Readers might also be interested in a simulation by researchers in Italy of the effect of luck on a meritocracy. While their analysis is not specific to research funding, it has some relevance. The authors conclude: “Almost never the most talented people reach the highest peaks of success, being overtaken by mediocre but sensibly luckier individuals.”

Tweeters pointed to even more radical proposals, such as collective allocation of science funding, giving all researchers a limited amount of funding, or yoking risk to reward.
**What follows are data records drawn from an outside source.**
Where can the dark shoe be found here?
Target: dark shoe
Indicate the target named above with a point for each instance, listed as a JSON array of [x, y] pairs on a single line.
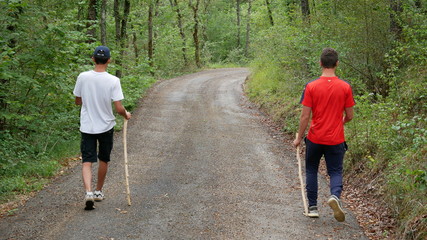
[[336, 206], [89, 201], [98, 196], [312, 212]]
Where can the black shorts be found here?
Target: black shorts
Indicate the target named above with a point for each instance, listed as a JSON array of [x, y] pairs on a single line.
[[89, 144]]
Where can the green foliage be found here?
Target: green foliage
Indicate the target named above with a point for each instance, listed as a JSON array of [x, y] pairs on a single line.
[[387, 139]]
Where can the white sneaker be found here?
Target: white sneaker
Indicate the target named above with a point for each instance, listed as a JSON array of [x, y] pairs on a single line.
[[335, 204], [89, 201], [313, 212], [98, 196]]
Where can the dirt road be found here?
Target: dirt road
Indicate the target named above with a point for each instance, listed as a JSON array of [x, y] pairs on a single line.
[[202, 166]]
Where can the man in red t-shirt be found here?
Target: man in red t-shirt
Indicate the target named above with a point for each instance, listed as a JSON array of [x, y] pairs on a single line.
[[330, 102]]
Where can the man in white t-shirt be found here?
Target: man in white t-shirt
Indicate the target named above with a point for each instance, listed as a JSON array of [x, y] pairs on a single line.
[[95, 90]]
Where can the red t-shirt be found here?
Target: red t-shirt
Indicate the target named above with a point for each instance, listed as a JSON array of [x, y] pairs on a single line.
[[327, 97]]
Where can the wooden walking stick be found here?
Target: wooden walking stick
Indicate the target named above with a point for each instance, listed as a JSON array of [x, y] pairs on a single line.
[[301, 180], [125, 126]]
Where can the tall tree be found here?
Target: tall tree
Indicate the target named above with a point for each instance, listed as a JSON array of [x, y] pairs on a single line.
[[305, 9], [121, 31], [104, 22], [175, 7], [270, 14], [91, 17], [248, 28], [150, 36], [238, 22], [117, 19], [195, 8], [396, 10]]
Having considered these sources and a range of additional comments, it would be worth a funder such as the Wellcome Trust leading a trial of random allocation of funding for proposals that meet a quality criterion.

As tweeted by Dylan Wiliam, the key question is whether peer review does indeed select the best proposals. To test this, those who applied for seed funding could be randomly directed to either stream A, where proposals undergo conventional evaluation by committee, or stream B, where the committee engages in a relatively light-touch process to decide whether to enter the proposal in a lottery, which then decides its fate. Streams A and B could each have the same budget, and their outcomes could be compared a few years later.

I’d recommend this approach specifically for seed funding because of the disproportionate administrative burden for small grants. There would, in principle, be no reason not to extend the idea to larger grants, but I suspect that the more money is at stake, the greater will be the reluctance to include an explicit element of chance in the funding decision. And, as Avin noted, very expensive projects need funds committed over more than one funding cycle, which makes a lottery approach unsuitable.

Impartial judge

Some of those responding to the Twitter poll noted potential drawbacks of a lottery approach. Hazel Phillips, chief operating officer at the National Institute for Health Research's Bristol Biomedical Research Centre, suggested that random assignment would make it harder to consider strategic issues, such as a researcher’s career stage or the importance of a topic. This could be addressed by creating a separate pool for a subset of proposals that meet additional criteria and giving them a higher chance of funding.

Another concern was that institutions or individuals could game the system by submitting numerous proposals in scattergun fashion. Again, I don’t see this as a relevant objection. The initial filter would weed out proposals that were poorly motivated, and applicants could be limited to one proposal per round.

Many respondents expressed concerns about the initial triage: how would the threshold for entry into the pool be set? In practice, it would be feasible to develop transparent criteria for determining which proposals don’t get into the pool. These could include proposals with methodological limitations, which can’t give a coherent answer to the question they pose, ill-formed research questions, or investigations of questions that have already been answered adequately. A blogpost by Paul Glasziou and Iain Chalmers makes a good start in identifying characteristics of research proposals that should not be considered for funding.

There are advantages to the lottery approach that transcend cost savings. Avin’s analysis concludes that reliance on peer review leads to a bias against risk-taking. Leaving the decision entirely to chance, would mean that researchers are not discouraged from submitting novel and creative ideas. Once a proposal is in the pool, there would also be no scope for bias against researchers in terms of gender or race — a particular concern when relying on interviews to assess grants.

Marina Papoutsi, a cognitive neuroscientist at University College London, noted that some institutions evaluate their staff in terms of how much grant income they bring in — a practice that ignores the role of chance in current funding practices. A lottery approach, where the randomness is explicit, would put paid to such practices.

Dorothy Bishop is a professor of developmental neuropsychology at the Department of Experimental Psychology, University of Oxford. This article was originally posted on her blog.